Personally, I don’t care if you call yourself a conservative, a constitutionalist, a classical liberal, a libertarian, a minarchist, an anarcho-capitalist, a progressive or whatever—this message is for you. All that matters is you recognize and agree that the state is out of control, even if just in one area, like drug laws or foreign policy—we can work out the details later! We are so far from what anyone in this room envisions as a free society that many of these labels and differences seem petty, to say the least.

Murray Rothbard used a freedom train metaphor that I think applies quite well today; he actually borrowed it from the late Gene Burns, who was a phenomenal talk radio host for years in San Francisco.

The freedom train metaphor for building a movement is very simple: if you want more freedom, join us. Get on the train. You can get off whenever you like. Maybe you favor 60 percent of our ideas, or 80 percent, or 90 percent, or whatever. Just join us and go as far as you like, get off when you like. As I said earlier, we are so far from what anyone in this room considers a free society that we hardly should concern ourselves about it now. Let’s just get the train moving in the right direction! I really like this metaphor; it sure beats endlessly putting ourselves in narrow boxes.

So in closing let me encourage you to embrace an optimistic strategy for liberty. Understand that we simply don’t have to convince everyone, or even a majority of people, that liberty is better. We certainly don’t have to convince our opponents.

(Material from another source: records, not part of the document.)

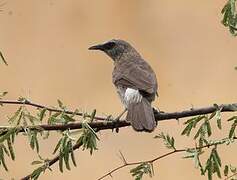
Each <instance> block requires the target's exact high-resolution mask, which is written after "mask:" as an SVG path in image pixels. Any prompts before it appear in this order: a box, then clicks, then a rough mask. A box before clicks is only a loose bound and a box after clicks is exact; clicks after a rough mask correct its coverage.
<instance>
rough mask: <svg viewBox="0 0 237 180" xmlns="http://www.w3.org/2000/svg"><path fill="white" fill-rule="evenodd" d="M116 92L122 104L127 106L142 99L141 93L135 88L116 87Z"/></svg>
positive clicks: (124, 105)
mask: <svg viewBox="0 0 237 180" xmlns="http://www.w3.org/2000/svg"><path fill="white" fill-rule="evenodd" d="M117 92H118V95H119V97H120V100H121V101H122V103H123V105H124V106H125V107H126V108H127V107H128V105H129V104H131V103H139V102H141V100H142V95H141V94H140V92H139V91H138V90H136V89H132V88H125V87H122V86H118V87H117Z"/></svg>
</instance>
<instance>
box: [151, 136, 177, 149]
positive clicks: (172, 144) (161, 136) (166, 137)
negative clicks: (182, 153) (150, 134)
mask: <svg viewBox="0 0 237 180" xmlns="http://www.w3.org/2000/svg"><path fill="white" fill-rule="evenodd" d="M154 138H159V139H162V140H163V142H164V144H165V146H166V147H167V148H168V149H174V150H175V145H174V143H175V140H174V138H173V137H170V136H169V134H167V135H165V134H164V133H163V132H161V133H160V134H159V135H158V136H155V137H154Z"/></svg>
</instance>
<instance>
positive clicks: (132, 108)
mask: <svg viewBox="0 0 237 180" xmlns="http://www.w3.org/2000/svg"><path fill="white" fill-rule="evenodd" d="M127 109H128V113H127V117H126V119H127V120H128V121H130V123H131V125H132V127H133V129H134V130H135V131H147V132H152V131H153V130H154V129H155V127H156V121H155V117H154V113H153V109H152V107H151V103H150V102H148V100H147V99H145V98H142V100H141V102H138V103H131V104H129V105H128V108H127Z"/></svg>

Today, just as in colonial America during our revolution, most people are fence sitters.

As talk radio host Herman Cain recently said to a caller, we can only save those who would be saved. Far too often we let the statists frame the debate. Far too often liberty-minded people are defined by what we oppose—government—rather than by what we propose: liberty.

So propose liberty, and make the case for optimism. After all, despite the state and its depredations we still lead magnificent lives compared to virtually every human who ever walked the earth—kings and queens included. If we let the state make us unhappy or pessimistic about our future, we will have failed not only our children and grandchildren, but our ancestors as well.

This article is adapted from a speech delivered at the Costa Mesa Mises Circle, held November 8, 2014.